Но еще страшнее то, что Ленке хватается уже за второй свой глаз, словно хочет сказать, дескать, не этот, другой. Эконом тоже тянется ко второму глазу… — но тут перед домом заскрежетал автомобиль. Гашпар Бор приехал, адвокат.
— Пардон!.. — вспоминает откуда-то эконом нужное слово — и сразу успокаивается, вроде как мельники на мельнице бросают бабам: мол, кончилось ваше зерно, красавица, забирайте мешок.
В густеющих сумерках поблескивают рюмки на столе; гости как-то незаметно стягиваются вокруг них. Беседуют по двое, по трое.
Не найдешь здесь и двух человек одинаковой профессии. Почтмейстер, учитель, секретарь правления, аптекарь, кантор, священник, адвокат, управляющий (из соседнего имения), агроном… ну и барышни, конечно, которые ничем не занимаются, пока замуж не выйдут.
Невероятно далеки они друг от друга и по роду занятий, и по уму, и по происхождению, и по месту жительства, и по возрасту… А все же есть что-то, что сближает их, сводит вместе от случая к случаю. Что-то, чему и названия нет. Словно бы просто сбиваются они в кучу, как овцы в бурю. Однако нет здесь никакой бури, есть лишь тихое, скучное, но обеспеченное буржуазное существование, которое как тень будет сопровождать их до самого гроба. Не могут, да и не хотят они жить по-другому.
Костюмы на большинстве мужчин — произведение местного портного, Йошки Шютё. По цвету, по качеству они вроде бы разные совсем, а в то же время настолько одинаковы, что спокойно можно было бы ими обменяться. А ведь у бараконьского кантора отец — сапожник в Сольноке, у эконома — простой мужик, у аптекаря — железнодорожный обходчик (правда, сам аптекарь говорит: железнодорожный служащий), у молодой учительницы — виноградарь при капитуле, а предки секретаря были королевскими слугами. У него и имя об этом говорит: Арпад Бель-Мадьяри. Одного из его предков, по отцовской линии, Ракоци казнил за то, что тот лабанцем был, другого — император Леопольд — за то, что тот был куруцем[23]. Каких-то сто лет назад владели они третьей частью земель всего комитата.
За Марцихази, почтмейстером, в детстве еще лакеи ходили в белых перчатках; у отца его пять тысяч хольдов земли было и пожизненный парламентский мандат от оппозиционной партии. Мандат этот и сгубил однажды и отца, и его землю. У самого Марцихази — всего сорок хольдов, да и те заложены или в аренду отданы…

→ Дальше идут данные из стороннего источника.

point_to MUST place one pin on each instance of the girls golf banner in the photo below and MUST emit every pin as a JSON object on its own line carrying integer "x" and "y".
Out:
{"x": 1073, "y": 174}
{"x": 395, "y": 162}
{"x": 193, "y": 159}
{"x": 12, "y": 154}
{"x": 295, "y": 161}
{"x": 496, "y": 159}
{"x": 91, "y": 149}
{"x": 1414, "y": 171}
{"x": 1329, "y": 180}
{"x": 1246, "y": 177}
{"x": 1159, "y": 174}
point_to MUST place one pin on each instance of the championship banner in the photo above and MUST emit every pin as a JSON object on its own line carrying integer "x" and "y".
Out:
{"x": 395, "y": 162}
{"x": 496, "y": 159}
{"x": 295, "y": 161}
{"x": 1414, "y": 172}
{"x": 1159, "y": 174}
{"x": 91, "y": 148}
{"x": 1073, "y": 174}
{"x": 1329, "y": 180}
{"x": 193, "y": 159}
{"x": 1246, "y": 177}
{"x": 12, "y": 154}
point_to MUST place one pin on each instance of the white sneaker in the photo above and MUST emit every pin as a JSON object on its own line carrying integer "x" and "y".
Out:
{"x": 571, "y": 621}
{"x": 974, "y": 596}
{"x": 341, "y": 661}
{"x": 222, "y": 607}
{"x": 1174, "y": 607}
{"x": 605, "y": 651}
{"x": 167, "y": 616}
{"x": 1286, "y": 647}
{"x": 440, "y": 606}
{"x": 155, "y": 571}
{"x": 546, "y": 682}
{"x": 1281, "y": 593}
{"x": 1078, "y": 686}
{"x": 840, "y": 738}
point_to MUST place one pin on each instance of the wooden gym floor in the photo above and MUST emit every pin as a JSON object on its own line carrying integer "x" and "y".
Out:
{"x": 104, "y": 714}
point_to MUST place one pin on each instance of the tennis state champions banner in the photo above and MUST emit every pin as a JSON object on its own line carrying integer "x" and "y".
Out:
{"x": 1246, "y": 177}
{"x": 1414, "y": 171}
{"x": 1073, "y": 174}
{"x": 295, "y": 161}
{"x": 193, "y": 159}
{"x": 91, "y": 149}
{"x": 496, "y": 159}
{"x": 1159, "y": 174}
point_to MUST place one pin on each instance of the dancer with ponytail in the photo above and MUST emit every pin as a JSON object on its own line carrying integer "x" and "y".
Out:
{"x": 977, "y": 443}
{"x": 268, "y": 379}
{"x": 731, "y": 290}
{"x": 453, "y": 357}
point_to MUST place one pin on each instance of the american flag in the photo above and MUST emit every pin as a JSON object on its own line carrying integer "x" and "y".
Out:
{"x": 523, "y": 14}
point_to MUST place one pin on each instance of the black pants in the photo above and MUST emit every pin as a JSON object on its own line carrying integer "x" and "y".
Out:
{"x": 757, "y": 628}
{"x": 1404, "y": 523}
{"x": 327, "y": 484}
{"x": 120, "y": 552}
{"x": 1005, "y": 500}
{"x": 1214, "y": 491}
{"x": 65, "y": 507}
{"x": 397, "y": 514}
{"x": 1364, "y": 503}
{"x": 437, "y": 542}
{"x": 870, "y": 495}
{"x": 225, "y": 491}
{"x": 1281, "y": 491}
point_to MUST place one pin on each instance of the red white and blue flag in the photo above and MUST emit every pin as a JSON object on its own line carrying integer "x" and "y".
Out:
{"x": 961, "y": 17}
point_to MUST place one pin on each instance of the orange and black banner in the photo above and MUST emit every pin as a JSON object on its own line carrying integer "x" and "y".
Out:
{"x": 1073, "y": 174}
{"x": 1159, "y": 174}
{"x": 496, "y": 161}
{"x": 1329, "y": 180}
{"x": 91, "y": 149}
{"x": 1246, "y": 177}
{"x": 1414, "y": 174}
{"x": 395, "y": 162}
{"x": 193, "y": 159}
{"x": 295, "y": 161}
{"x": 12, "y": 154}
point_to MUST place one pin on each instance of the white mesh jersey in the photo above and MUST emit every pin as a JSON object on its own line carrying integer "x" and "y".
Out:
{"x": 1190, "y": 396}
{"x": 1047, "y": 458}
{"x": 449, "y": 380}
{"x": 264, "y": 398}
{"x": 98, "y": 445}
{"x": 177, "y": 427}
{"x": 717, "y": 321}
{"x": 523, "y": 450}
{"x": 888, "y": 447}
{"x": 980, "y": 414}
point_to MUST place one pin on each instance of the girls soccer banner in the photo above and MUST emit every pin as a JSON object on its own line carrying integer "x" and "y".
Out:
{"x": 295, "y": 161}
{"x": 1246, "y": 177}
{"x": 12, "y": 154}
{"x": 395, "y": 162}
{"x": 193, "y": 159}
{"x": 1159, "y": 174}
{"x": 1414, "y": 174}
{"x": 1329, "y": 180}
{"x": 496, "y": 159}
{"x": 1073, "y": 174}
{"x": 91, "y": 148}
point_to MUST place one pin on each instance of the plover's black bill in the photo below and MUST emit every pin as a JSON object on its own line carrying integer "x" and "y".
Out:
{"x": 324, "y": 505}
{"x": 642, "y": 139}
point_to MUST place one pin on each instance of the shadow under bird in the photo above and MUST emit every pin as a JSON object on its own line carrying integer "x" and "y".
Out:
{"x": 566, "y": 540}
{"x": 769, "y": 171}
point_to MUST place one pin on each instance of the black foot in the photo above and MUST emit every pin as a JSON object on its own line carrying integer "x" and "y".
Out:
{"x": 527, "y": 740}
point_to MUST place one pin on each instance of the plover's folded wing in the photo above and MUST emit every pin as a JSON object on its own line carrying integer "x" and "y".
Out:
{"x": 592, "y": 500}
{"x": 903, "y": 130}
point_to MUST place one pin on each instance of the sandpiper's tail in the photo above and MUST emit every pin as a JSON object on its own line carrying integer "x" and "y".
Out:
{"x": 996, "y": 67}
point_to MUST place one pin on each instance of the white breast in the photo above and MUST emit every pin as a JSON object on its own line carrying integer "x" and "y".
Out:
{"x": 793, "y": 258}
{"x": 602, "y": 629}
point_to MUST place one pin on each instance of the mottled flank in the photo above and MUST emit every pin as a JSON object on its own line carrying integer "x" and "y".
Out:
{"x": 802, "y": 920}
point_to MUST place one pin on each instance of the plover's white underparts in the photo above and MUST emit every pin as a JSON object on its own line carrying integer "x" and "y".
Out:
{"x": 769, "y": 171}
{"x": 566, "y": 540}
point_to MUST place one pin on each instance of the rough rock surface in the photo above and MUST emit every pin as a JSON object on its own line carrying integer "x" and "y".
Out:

В дверях появляется кучерова дочка в белом переднике, машет эконому, чтобы вышел.
— Подите-ка сюда.
— Чего тебе? — тихо рявкает на нее эконом.
— Барышня не желает идти…
— Не хочет — не надо… — именины, можно сказать, наполовину уже испорчены. — Дамы… господа… прошу… к столу, — вытягивает он руку, приглашая гостей в другую комнату. После каждого слова крепко стискивает зубы. («Хотите иметь железную волю? Сегодня же напишите…» и т. д.)